Critics’ Circle embarks on “conversations”



Paul Knobloch makes a point
The Canberra Critics’ Circle has embarked on a long-planned series of talks this winter at the Canberra Museum and Gallery, who have kindly offered us space for these informal meetings between critics and arts professionals.

The “………in conversation with the Canberra Critics’ Circle” sessions are hour-long informal chats held in one of the smaller Museum and Gallery rooms. Initially, the  idea is to “inform the critics” and to provide a more cordial atmosphere to exchange views than is usual.

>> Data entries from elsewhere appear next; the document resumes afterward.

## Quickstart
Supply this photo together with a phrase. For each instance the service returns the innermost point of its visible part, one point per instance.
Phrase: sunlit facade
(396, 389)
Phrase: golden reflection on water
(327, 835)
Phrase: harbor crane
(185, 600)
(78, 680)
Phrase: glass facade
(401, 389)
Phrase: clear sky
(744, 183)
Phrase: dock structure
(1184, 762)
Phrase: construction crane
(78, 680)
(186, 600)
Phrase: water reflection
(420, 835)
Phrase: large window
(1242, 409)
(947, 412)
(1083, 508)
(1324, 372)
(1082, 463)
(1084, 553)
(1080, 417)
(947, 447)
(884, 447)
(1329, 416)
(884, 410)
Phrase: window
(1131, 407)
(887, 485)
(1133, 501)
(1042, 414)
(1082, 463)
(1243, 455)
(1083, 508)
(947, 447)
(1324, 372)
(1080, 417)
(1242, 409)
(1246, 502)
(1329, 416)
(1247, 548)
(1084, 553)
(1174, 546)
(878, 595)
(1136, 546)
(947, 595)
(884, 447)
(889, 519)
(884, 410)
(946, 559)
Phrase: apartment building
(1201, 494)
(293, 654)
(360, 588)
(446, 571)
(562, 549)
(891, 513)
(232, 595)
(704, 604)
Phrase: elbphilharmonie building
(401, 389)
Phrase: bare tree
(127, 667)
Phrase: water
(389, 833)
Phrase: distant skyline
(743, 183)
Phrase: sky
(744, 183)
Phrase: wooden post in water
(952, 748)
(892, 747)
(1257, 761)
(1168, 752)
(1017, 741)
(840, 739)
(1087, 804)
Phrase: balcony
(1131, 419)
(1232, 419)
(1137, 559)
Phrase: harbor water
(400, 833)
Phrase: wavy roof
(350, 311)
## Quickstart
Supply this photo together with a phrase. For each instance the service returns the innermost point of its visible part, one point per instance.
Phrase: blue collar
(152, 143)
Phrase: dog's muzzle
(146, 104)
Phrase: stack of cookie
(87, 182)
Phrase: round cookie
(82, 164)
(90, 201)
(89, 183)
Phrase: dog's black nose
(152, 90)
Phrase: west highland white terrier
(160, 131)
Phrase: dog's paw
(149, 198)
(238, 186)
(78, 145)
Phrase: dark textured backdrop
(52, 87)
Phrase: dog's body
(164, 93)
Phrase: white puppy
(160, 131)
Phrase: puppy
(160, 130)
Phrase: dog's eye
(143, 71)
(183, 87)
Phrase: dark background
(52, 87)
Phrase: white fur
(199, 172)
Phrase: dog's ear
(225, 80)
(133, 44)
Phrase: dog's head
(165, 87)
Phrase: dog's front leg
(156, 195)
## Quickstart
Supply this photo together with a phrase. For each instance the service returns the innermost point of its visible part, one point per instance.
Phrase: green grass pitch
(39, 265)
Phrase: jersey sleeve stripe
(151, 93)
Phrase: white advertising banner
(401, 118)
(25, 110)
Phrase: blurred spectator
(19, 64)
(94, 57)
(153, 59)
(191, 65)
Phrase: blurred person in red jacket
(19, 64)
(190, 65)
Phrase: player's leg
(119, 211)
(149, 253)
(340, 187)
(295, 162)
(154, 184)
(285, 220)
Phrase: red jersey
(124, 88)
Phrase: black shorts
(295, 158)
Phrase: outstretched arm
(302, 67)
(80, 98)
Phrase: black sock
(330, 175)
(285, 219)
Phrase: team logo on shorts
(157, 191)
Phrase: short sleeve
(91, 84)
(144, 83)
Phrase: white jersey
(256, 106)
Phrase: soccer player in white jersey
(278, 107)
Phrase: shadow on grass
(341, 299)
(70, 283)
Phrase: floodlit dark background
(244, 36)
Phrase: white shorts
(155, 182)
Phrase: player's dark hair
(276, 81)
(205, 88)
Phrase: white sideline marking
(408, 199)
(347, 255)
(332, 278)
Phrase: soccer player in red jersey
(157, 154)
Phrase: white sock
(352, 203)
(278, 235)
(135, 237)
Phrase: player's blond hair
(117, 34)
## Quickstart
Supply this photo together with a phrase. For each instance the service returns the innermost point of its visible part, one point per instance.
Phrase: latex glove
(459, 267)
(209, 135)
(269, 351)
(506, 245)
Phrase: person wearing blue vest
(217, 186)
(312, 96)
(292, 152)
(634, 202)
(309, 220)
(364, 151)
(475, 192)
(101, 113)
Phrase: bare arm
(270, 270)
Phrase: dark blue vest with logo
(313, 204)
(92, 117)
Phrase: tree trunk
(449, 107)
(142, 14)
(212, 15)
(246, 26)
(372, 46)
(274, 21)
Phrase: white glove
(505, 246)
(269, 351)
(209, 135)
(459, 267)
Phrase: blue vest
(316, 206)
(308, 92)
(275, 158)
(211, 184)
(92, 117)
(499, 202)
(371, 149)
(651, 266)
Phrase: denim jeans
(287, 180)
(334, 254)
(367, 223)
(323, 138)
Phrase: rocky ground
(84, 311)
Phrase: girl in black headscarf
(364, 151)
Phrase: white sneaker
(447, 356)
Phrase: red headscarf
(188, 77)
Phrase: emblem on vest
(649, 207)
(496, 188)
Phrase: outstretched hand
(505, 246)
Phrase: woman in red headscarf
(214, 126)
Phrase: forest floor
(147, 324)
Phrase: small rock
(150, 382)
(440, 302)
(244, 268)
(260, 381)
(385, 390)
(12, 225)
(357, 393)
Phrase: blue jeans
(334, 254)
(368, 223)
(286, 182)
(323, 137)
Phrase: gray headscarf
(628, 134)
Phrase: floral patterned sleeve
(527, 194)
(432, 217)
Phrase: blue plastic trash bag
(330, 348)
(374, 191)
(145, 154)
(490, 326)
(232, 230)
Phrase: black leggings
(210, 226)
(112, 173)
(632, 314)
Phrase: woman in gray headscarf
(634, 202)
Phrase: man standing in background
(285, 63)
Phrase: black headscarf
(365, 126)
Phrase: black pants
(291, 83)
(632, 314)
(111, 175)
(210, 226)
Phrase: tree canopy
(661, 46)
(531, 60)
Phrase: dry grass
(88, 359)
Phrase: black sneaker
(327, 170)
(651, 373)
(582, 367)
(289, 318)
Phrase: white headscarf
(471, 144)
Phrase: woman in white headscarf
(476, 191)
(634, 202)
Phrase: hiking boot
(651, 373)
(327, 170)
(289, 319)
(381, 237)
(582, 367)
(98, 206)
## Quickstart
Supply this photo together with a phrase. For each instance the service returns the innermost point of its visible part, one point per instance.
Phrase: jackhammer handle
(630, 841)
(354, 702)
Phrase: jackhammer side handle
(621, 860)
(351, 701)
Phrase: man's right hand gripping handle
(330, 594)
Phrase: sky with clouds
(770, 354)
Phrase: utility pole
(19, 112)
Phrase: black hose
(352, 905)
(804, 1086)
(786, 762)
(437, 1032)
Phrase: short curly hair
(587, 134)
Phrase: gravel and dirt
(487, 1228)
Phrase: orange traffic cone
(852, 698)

They are not planned as full-blown symposia, though the Critics’ Circle has agreed to stage a symposium on Splinters Theatre of Spectacle later in the year to coincide with the Canberra Museum and Gallery’s Splinters exhibition.

Our first guest, on July 23, was professional dancer Paul Knobloch, presently a dancer and choreographer at Alonzo King LINES Ballet in San Francisco, but previously a member of the Bejart Ballet Lausanne. Paul was born and educated in Canberra and  trained at The Canberra Dance Development Centre and the Australian Ballet School. Among the many subjects raised was the question of ageing productively as a dancer.

Twelve members of the circle took part in this inaugural “conversation.”

The second session, held on July 25, was a conversation with the leading figures in the coming Free Rain Theatre production of “The Phantom of the Opera”— Michael Cormick, who plays The Phantom, Julie Lea Goodwin, who plays Christine, producer Anne Somes and director David Harmon.
Michael Cormick
 

Michael has performed in Andrew Lloyd-Webber musicals on the West End and in Australia and can be considered a veteran of the Australian musical there. Julie is a classically-trained opera singer who has played Christine in the Phantom and Maria in “West Side Story”. Anne is the director of Free Rain Theatre and David, a recent graduate of NIDA, has worked on several productions with Opera Australia.

For this session, the critics packed out the CMAG boardroom. A well as our guests from “Phantom”, the circle invited the Canberra Theatre’s programming manager Gill Hugonnet to join in. As the sessions develop, it is hoped to extend more such invitations to professionals in the  arts.

At the end of a frank and entertaining conversation, both Julie and the director David commented that meeting critics informally like this was a “first” for them.
Julie Lea Goodwin
 

Future “in conversation” guests will be digital video artist and theatre practitioner Jack Lloyd, film producer Daniel Sanguineti, pianist and music improviser Elaine Loebenstein and art gallery director Barbara McConchie.